An alliance between lipid transfer proteins and scramblases for membrane expansion

Abstract

Membrane growth requires lipid supply, which is usually accomplished by lipid synthesis or vesicular trafficking. In the case of autophagosomes, these principles do not apply. Ghanbarpour et al. postulate that autophagosome expansion relies on non-vesicular lipid delivery from the ER, whereby the activity of a lipid transfer protein (LTP) is directly coupled to scramblase activities in the donor and acceptor bilayers¹. This new concept opens the possibility that lipid traffic is controlled by scramblases that provide not only specific docking sites for LTPs, thereby directing lipid flow, but also support their activity by overcoming barriers for lipid extraction and deposition.

Keywords: Scramblase; autophagosome; lipid; lipid transfer protein; membrane.

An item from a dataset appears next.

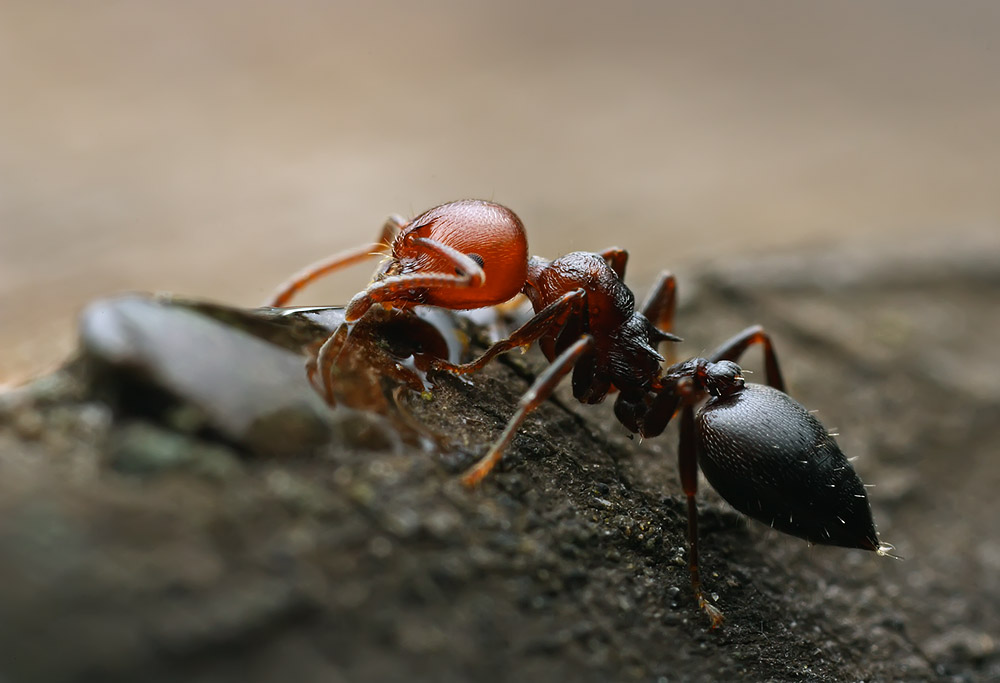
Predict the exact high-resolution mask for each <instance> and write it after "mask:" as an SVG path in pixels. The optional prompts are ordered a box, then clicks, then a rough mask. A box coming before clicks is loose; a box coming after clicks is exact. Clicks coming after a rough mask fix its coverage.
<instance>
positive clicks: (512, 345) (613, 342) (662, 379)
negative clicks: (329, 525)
mask: <svg viewBox="0 0 1000 683" xmlns="http://www.w3.org/2000/svg"><path fill="white" fill-rule="evenodd" d="M393 233H395V235H393ZM373 249H374V251H375V254H380V253H381V254H386V255H387V256H388V258H387V259H386V260H385V261H383V263H382V265H381V266H380V267H379V268H378V270H377V271H376V273H375V276H374V279H373V281H372V283H371V284H370V285H368V287H367V288H366V289H365V290H363V291H362V292H360V293H359V294H357V295H355V296H354V298H353V299H352V300H351V302H350V303H349V304H348V307H347V311H346V319H347V321H353V320H358V319H359V318H361V317H362V316H363V315H364V314H365V313H366V312H367V311H368V310H369V309H370V308H371V307H372V306H374V305H375V304H381V305H382V306H383V307H384V308H387V309H389V308H397V309H402V310H408V309H411V308H412V307H413V306H416V305H420V304H426V305H431V306H438V307H443V308H448V309H453V310H468V309H473V308H479V307H486V306H495V305H499V304H502V303H504V302H506V301H507V300H509V299H510V298H512V297H513V296H515V295H516V294H518V293H523V294H524V295H525V296H526V297H527V298H528V300H529V301H530V302H531V304H532V308H533V309H534V313H535V315H534V316H533V317H532V318H531V319H530V320H528V321H527V322H526V323H524V324H523V325H522V326H521V327H519V328H518V329H517V330H515V331H514V332H513V333H511V334H510V335H509V336H508V337H507V338H505V339H501V340H500V341H497V342H495V343H494V344H493V345H492V346H490V347H489V348H488V349H487V350H486V352H485V353H483V354H482V355H481V356H480V357H479V358H477V359H475V360H473V361H471V362H469V363H464V364H455V363H451V362H449V361H448V360H445V359H443V358H435V359H433V360H431V363H430V364H431V367H432V368H434V369H437V370H443V371H448V372H451V373H455V374H468V373H473V372H476V371H478V370H480V369H481V368H482V367H483V366H485V365H486V364H487V363H488V362H489V361H490V360H491V359H493V358H494V357H496V356H497V355H499V354H501V353H504V352H506V351H510V350H512V349H514V348H517V347H521V348H527V347H528V346H530V345H531V344H532V343H535V342H536V341H537V343H538V346H539V348H540V349H541V351H542V353H543V354H544V355H545V357H546V358H547V359H548V361H549V362H550V365H549V366H548V367H547V368H546V369H545V371H544V372H542V373H541V374H540V375H539V376H538V378H537V379H536V380H535V382H534V384H533V385H532V386H531V388H530V389H528V391H527V392H526V393H525V394H524V395H523V396H522V397H521V399H520V401H519V402H518V406H517V409H516V411H515V413H514V415H513V416H512V417H511V418H510V420H509V421H508V422H507V425H506V427H505V428H504V430H503V433H502V434H501V435H500V437H499V438H498V439H497V440H496V441H495V442H494V443H493V444H492V446H491V447H490V449H489V451H488V452H487V453H486V455H485V456H483V457H482V458H481V459H480V460H479V461H478V462H477V463H476V464H475V465H474V466H473V467H472V468H471V469H470V470H468V471H467V472H466V473H465V475H463V477H462V481H463V483H465V484H466V485H467V486H470V487H471V486H475V485H476V484H478V483H479V482H480V481H482V479H483V478H484V477H485V476H486V475H487V474H489V472H490V471H491V470H492V469H493V468H494V467H495V466H496V464H497V463H498V462H499V461H500V459H501V458H502V457H503V453H504V451H505V450H506V448H507V446H508V445H509V444H510V442H511V440H512V439H513V437H514V434H515V433H516V432H517V430H518V428H519V427H520V425H521V423H522V422H523V421H524V419H525V418H526V417H527V415H528V414H529V413H530V412H531V411H532V410H534V409H535V408H537V407H538V406H539V405H540V404H541V403H542V402H544V401H545V400H546V399H547V398H548V397H549V396H550V395H551V394H552V392H553V390H554V389H555V387H556V386H557V385H558V383H559V381H560V380H561V379H562V378H563V377H565V376H566V375H567V374H569V372H570V371H572V373H573V377H572V386H573V395H574V397H576V399H577V400H579V401H581V402H582V403H599V402H601V401H603V400H604V399H605V398H606V397H607V396H608V395H610V394H614V393H617V394H618V396H617V398H616V399H615V406H614V412H615V416H616V417H617V418H618V420H619V421H620V422H621V423H622V424H623V425H624V426H625V427H626V428H627V429H629V430H630V431H631V432H633V433H637V434H639V435H640V436H642V437H653V436H657V435H659V434H661V433H662V432H663V430H664V429H665V428H666V426H667V424H668V423H669V422H670V420H671V419H672V418H673V417H674V415H676V414H678V413H679V414H680V440H679V445H678V461H679V470H680V479H681V485H682V488H683V490H684V494H685V496H686V499H687V512H688V568H689V570H690V575H691V584H692V588H693V590H694V594H695V597H696V598H697V601H698V604H699V606H700V607H701V609H703V610H704V611H705V613H706V614H707V615H708V617H709V619H710V621H711V626H712V628H715V627H716V626H718V625H719V624H721V623H722V621H723V615H722V612H721V611H720V610H719V609H718V608H717V607H715V606H714V605H712V604H710V603H709V602H708V600H707V599H706V598H705V596H704V593H703V592H702V587H701V579H700V575H699V568H698V567H699V565H698V514H697V505H696V494H697V490H698V467H699V465H700V467H701V470H702V472H703V473H704V474H705V477H706V478H707V479H708V481H709V483H711V485H712V486H713V488H715V490H716V491H718V492H719V494H720V495H721V496H722V497H723V498H724V499H725V500H726V501H728V502H729V503H730V504H731V505H732V506H733V507H734V508H736V509H737V510H739V511H740V512H742V513H744V514H746V515H748V516H750V517H753V518H755V519H757V520H760V521H762V522H764V523H765V524H769V525H770V526H771V527H773V528H775V529H777V530H779V531H782V532H784V533H787V534H790V535H793V536H798V537H800V538H803V539H805V540H807V541H808V542H810V543H816V544H824V545H837V546H843V547H850V548H861V549H865V550H872V551H875V552H876V553H878V554H879V555H888V554H889V551H890V550H891V549H892V546H890V545H889V544H887V543H881V542H880V541H879V538H878V534H877V533H876V531H875V524H874V521H873V520H872V514H871V507H870V505H869V502H868V496H867V494H866V493H865V488H864V485H863V484H862V483H861V480H860V479H859V478H858V476H857V474H856V473H855V472H854V469H853V468H852V467H851V465H850V463H849V462H848V460H847V458H846V457H845V456H844V455H843V453H842V452H841V451H840V448H839V447H838V446H837V443H836V441H835V440H834V439H833V437H832V436H831V435H830V434H829V433H828V432H827V430H826V429H825V428H824V427H823V425H822V424H821V423H820V422H819V421H818V420H817V419H816V418H815V417H813V416H812V414H811V413H810V412H809V411H807V410H806V409H805V408H804V407H803V406H802V405H801V404H799V403H798V402H796V401H795V400H794V399H792V398H791V397H789V396H788V395H787V394H786V393H785V382H784V379H783V377H782V375H781V370H780V368H779V365H778V359H777V355H776V353H775V351H774V345H773V343H772V341H771V337H770V336H769V335H768V334H767V333H766V332H765V331H764V329H763V328H761V327H760V326H759V325H755V326H752V327H749V328H747V329H745V330H743V331H742V332H740V333H739V334H737V335H736V336H734V337H732V338H731V339H729V340H728V341H726V342H724V343H723V344H722V345H720V346H719V347H718V348H717V349H715V350H714V351H713V352H712V353H710V354H708V356H707V357H705V358H693V359H691V360H687V361H683V362H680V363H675V364H672V365H669V366H668V367H666V368H664V367H663V363H664V362H665V359H664V357H663V356H661V355H660V353H659V351H658V347H659V344H660V343H661V342H665V341H672V342H673V341H681V340H680V338H679V337H677V336H675V335H674V334H672V333H671V331H670V330H671V327H672V324H673V315H674V310H675V302H676V281H675V279H674V277H673V275H671V274H670V273H669V272H666V271H665V272H663V273H661V275H660V277H659V279H658V280H657V282H656V284H655V285H654V287H653V289H652V290H651V292H650V294H649V296H648V298H647V300H646V301H645V302H644V304H643V305H642V307H641V308H640V309H639V310H636V307H635V296H634V295H633V294H632V291H631V290H630V289H629V288H628V287H627V286H626V285H625V283H624V282H623V278H624V275H625V267H626V264H627V261H628V253H627V252H626V251H624V250H622V249H617V248H612V249H608V250H605V251H603V252H600V253H591V252H573V253H570V254H567V255H565V256H562V257H560V258H557V259H555V260H552V261H549V260H546V259H543V258H540V257H537V256H533V257H530V258H529V257H528V251H527V238H526V236H525V232H524V226H523V224H522V223H521V220H520V219H519V218H518V217H517V216H516V215H515V214H514V212H512V211H511V210H510V209H507V208H505V207H503V206H500V205H499V204H494V203H492V202H486V201H479V200H462V201H456V202H451V203H448V204H443V205H441V206H438V207H435V208H433V209H430V210H429V211H426V212H424V213H422V214H420V215H419V216H417V217H416V218H414V219H413V220H412V221H409V222H405V221H404V220H403V219H401V218H398V217H392V218H390V219H389V220H388V221H387V222H386V224H385V226H384V227H383V229H382V235H381V238H380V241H379V242H378V243H376V244H375V245H374V247H365V248H363V249H355V250H352V251H349V252H344V253H342V254H339V255H337V256H334V257H332V258H330V259H327V260H325V261H321V262H319V263H317V264H315V265H313V266H310V267H309V268H307V269H306V270H304V271H303V272H302V273H300V274H298V275H297V276H295V277H294V278H293V279H292V280H290V281H289V282H288V283H286V284H285V285H283V286H282V287H281V289H280V290H279V291H278V293H277V294H276V295H275V296H274V297H273V298H272V300H271V301H270V305H272V306H281V305H284V304H285V303H287V301H288V300H289V299H290V298H291V296H292V295H294V294H295V293H296V292H297V291H299V290H300V289H301V288H302V287H304V286H305V285H306V284H308V283H309V282H312V281H313V280H315V279H317V278H318V277H321V276H322V275H324V274H325V273H328V272H330V271H332V270H334V269H336V268H340V267H342V266H345V265H348V264H351V263H355V262H358V261H360V260H362V259H363V258H367V257H369V256H370V255H375V254H372V250H373ZM757 345H759V346H761V347H762V349H763V354H764V367H765V378H766V382H767V383H766V385H760V384H751V383H747V382H746V381H745V379H744V378H743V374H742V370H741V369H740V366H739V365H737V363H736V361H738V360H739V359H740V357H741V356H742V355H743V353H744V352H745V351H746V350H747V349H748V348H749V347H751V346H757ZM702 403H704V405H703V406H702V408H701V409H700V410H698V411H697V412H695V408H696V406H698V405H699V404H702Z"/></svg>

Figure 1. Proposed cooperation between scramblases in the ER (TMEM41B, VMP1) and nascent autophagosomal membrane (ATG9), and the bridging lipid transport protein ATG2

The membrane bilayers are shown as coloured slabs (a white line separates the two halves of each bilayer). Phospholipids are shown generically with a red headgroup and orange acyl chains. Docking of ATG2 to the scramblases is indicated by the dotted lines. The transport proteins are shown according to the credit card model, with a polar groove in the case of scramblases to accommodate lipid headgroups, and a hydrophobic groove in ATG2 to accommodate lipid tails. Bidirectional flow of lipids is shown by double-headed arrows so that lipids in both leaflets of both membranes are equilibrated by the scramblases and inter-bilayer exchange across the cytoplasm. Lipid transport may be effectively one-directional, with lipids being synthesized in the ER (‘source’) and consumed through expansion of the autophagosomal membrane (‘sink’) (see ‘Open Questions’ section ‘What drives lipids to move towards the acceptor membrane, i.e., the newly forming autophagosome membrane’ for details).